Wading in Waves

Life since March has been like standing in the surf on a northern California beach. (The type of beach I’m most familiar with.) Sometimes I’m ankle deep, squishing my toes in the sand and contemplating the horizon. Sometimes I’m knee deep and feeling pulled one direction or another. Sometimes I’m waist deep, watching another wave coming and thinking I should run for shore. Then there are the waves the smack into me unexpectedly and knock me off my feet. Every time I think I’ve found a life rhythm, something shifts and I have to adjust again.

The days were all feeling long and empty, but then my business brain kicked back into gear and I had a slew of small administrative tasks again. The 20th anniversary of Schlock Mercenary is next week and I scrambled a bit to prepare new merchandise to launch in celebration. Along with that I was able to knock out some tasks related to Kickstarter fulfillment. This ran in parallel to the weeks of protests and uproar around policing and race. The result was that the days still felt long, but they also felt full of things.
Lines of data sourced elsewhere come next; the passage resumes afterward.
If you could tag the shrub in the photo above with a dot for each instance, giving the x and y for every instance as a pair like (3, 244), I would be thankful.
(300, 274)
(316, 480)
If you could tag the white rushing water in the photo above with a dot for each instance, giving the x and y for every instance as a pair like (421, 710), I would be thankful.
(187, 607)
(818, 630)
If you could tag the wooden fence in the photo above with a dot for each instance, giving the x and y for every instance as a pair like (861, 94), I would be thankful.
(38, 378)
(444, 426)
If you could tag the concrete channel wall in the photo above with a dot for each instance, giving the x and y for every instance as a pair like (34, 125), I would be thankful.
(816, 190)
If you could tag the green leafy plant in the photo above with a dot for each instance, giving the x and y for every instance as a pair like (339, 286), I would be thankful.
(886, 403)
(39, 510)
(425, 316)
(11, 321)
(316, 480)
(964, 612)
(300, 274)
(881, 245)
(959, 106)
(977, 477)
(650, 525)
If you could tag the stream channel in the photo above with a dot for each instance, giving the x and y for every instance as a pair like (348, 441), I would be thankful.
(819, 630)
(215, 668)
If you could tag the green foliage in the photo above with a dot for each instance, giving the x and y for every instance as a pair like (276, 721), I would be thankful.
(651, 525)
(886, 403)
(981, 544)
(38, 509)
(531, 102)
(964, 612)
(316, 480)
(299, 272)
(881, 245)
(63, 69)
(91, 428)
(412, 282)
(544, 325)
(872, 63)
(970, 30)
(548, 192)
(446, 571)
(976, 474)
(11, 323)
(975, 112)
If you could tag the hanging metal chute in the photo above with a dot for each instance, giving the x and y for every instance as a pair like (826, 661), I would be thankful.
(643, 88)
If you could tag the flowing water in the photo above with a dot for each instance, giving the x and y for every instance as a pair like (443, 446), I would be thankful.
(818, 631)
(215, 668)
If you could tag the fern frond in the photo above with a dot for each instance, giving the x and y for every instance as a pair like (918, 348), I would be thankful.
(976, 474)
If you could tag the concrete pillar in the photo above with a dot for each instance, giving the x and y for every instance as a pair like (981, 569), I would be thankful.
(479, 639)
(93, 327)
My emotional state has been like waves as well. Grief over pandemic would crash to shore, but before the wave could recede it would be crashed over by grief about all the emotional pain on display at the protests. That would be crashed over by fears and grief relating to Howard’s health. Which would be crashed by the news about a spike in Covid cases in Utah. Wave upon wave upon wave, so I can’t be sure where one ended and the next began. Mixed in with the waves would be the small joyful things, like sand birds dancing in the surf to find treasures and snacks.

Today I decided to consciously step back from the surf. I’ve parked myself further up the beach where I’ll still see the waves, but not be directly impacted by them. I’m glad to reach a point where this retreat is possible. I’m glad the protests have become less confrontational. I’m glad that cities everywhere are beginning to discuss how to re-adjust their policing strategies. I’m glad that Howard’s pulmonary function test ruled out the scariest options, though frustrated to still not have definitive answers. (The next experiment is for Howard to finish out Schlock Mercenary and once he doesn’t have daily comic updates, to put his health first in his schedule rather than work being perpetually first. ) The most concrete manifestion of parking further up the beach is that I’m going to spend less time doom scrolling today. Limit my social media and news checking, try to focus on doing some writing and house tending instead.

Later today I’ll check in on the pandemic numbers for my state. There was a vote earlier this week to move the state into green status. The next day the Utah Department of Health advised against that. The decision will be made today. No matter what color the state chooses, my household is keeping our current set of patterns. The same patterns which we’ve had for several months now.

The thing I have to remember is that I can’t control the shape of the waves, when they hit, or how fast they recede. Emotions come, news cycles arrive, other people make decisions. I can’t control any of that, but I can work to keep myself safely on the shore where they don’t knock me down.